The layering of multiple Meanings, of genetic disposition, interpretation of the driver and code of the work, is combined with the Real of the subjective experience and its unknowable position, to highlight the position of the individual subject across worlds. The participant engages with a series of Real-Meanings derived from a cultural assemblage surrounding the work. Bohm says of Meaning, that “in society we have a culture. I say a culture is basically a shared meaning” (1994, 189), foregrounding the role of possibility and potential assemblage that emerges through the interaction of subjects and their worlds. Wheeler, a proponent of the ‘many worlds’ interpretation of quantum mechanics, further defines Meaning as “a joint product of all the information that is exchanged between those who communicate” (in Brown and Davies 1986, 68), emphasising the collective assemblage that in contemporary global society spreads out through digital media across space and time, across social particles and waves into a flexible assemblage built around the perspectival gaps between subjects.

However, the flow of information in Art is Motion remains under the control of stratifying capitalist machines that seek to fix Real-Meaning as data points that track the movements of the driver through the collected information, reducing the mobile subjective experience to a static set of particles to be used to increase profit.
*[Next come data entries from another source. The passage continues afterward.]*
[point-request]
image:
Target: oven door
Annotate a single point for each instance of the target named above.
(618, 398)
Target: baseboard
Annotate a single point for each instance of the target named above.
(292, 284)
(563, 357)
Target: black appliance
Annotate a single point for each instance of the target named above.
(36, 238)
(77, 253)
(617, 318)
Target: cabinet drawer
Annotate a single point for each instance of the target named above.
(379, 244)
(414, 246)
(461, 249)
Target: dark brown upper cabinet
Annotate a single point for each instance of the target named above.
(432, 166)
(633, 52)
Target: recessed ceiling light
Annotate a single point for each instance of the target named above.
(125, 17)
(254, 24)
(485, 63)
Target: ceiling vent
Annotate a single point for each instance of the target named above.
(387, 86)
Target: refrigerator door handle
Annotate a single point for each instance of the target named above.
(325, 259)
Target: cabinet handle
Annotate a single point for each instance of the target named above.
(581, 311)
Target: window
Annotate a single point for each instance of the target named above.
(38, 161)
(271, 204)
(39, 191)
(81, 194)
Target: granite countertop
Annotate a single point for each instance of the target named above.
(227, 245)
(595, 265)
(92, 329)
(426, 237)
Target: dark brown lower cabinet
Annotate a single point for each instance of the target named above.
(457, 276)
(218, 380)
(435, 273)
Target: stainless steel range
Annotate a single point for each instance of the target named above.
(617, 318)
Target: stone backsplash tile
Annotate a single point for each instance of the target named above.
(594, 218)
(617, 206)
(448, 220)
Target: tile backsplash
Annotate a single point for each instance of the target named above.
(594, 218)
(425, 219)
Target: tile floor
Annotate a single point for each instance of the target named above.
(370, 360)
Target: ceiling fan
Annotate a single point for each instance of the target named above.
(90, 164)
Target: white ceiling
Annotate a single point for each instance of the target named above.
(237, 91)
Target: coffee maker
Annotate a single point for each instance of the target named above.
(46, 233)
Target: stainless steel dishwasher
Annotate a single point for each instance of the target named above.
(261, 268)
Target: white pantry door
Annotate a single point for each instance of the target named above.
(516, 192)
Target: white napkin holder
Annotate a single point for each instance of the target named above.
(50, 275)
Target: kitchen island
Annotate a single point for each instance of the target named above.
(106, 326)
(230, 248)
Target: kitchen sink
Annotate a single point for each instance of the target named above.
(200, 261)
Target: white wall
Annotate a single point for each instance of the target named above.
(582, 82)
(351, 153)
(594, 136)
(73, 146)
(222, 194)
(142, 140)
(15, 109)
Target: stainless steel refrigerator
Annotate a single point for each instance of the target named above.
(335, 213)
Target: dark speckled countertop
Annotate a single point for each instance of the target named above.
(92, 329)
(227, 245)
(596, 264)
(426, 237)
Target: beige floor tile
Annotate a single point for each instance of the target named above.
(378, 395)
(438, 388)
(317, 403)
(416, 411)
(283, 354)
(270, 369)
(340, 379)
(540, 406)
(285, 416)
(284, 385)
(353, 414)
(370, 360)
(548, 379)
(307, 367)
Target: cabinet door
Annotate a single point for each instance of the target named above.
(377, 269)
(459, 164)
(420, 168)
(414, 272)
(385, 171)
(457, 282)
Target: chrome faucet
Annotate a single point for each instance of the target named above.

Furthermore, the entire project rests in the realm of advertising, inserting corporate desire into the Real of the

subjective viewpoint that is expressed through the work, tainting the free and open critique of the parallax of physical-digital worlds. It is possible to locate similar relations between

technology, the subject and the antagonistic superposition of parallax worlds in the work Google Street Ghosts (2012), a purposefully nomadic and artistic intervention by Paolo Cirio.

The ongoing global project uses images of human subjects as seen in Google Street View, selected for their obvious disruption of or disjuncture with their physical location. These images are printed and pasted onto the location in which they were originally photographed, converting the Real-Meaning of the code that is gradually fixing the streets of the world within the structures of Google’s databases into a Virtual-Existence between physical and digital locations. This is further remediated by Cirio photographing the new images fixed into their physical location and displaying them digitally on the project website, appropriately displayed as pins on its own Googlemap. This triple expression of subjects deemed excessive to Google’s codifying of world space, labelled as “victims…obscure figures…biopolitical surplus” (Cirio 2012) by the artist, explicitly engages and critiques the multiple layerings of realities and their respective control by the original subjects, corporations and the artist. The

exploitation of exploitation offers a creative intervention in the fixing of the digital by

“confronting the public with the aesthetic qualities of the data” (Ibid.) to make clear the parallax of physical and digital worlds and the superposition of iterative remediation between subjects, worlds and technologies. What is brought into play through this process echoes the

‘decoherence’ that governs the blurred lines between quantum and classical realities, what Phillip Ball describes as “a sort of leaking away of quantum behaviour when a particle interacts with its surroundings” (2008, 23). This disappearance of the underlying nature of matter that physicists are constantly trying to observe and explain is the same process that Cirio is attempting to bring into view through “ghosts haunting the streets and sometimes

reappearing from the ethereal hells of digital archives…the murky intersection of two overlain worlds” (Cirio 2012). The presupposed causality of a subjective engagement with a world or environment, whether (classical or quantum) physical or digital, will always revert to the state of ‘hidden variable’ in the void at the heart of parallax reality.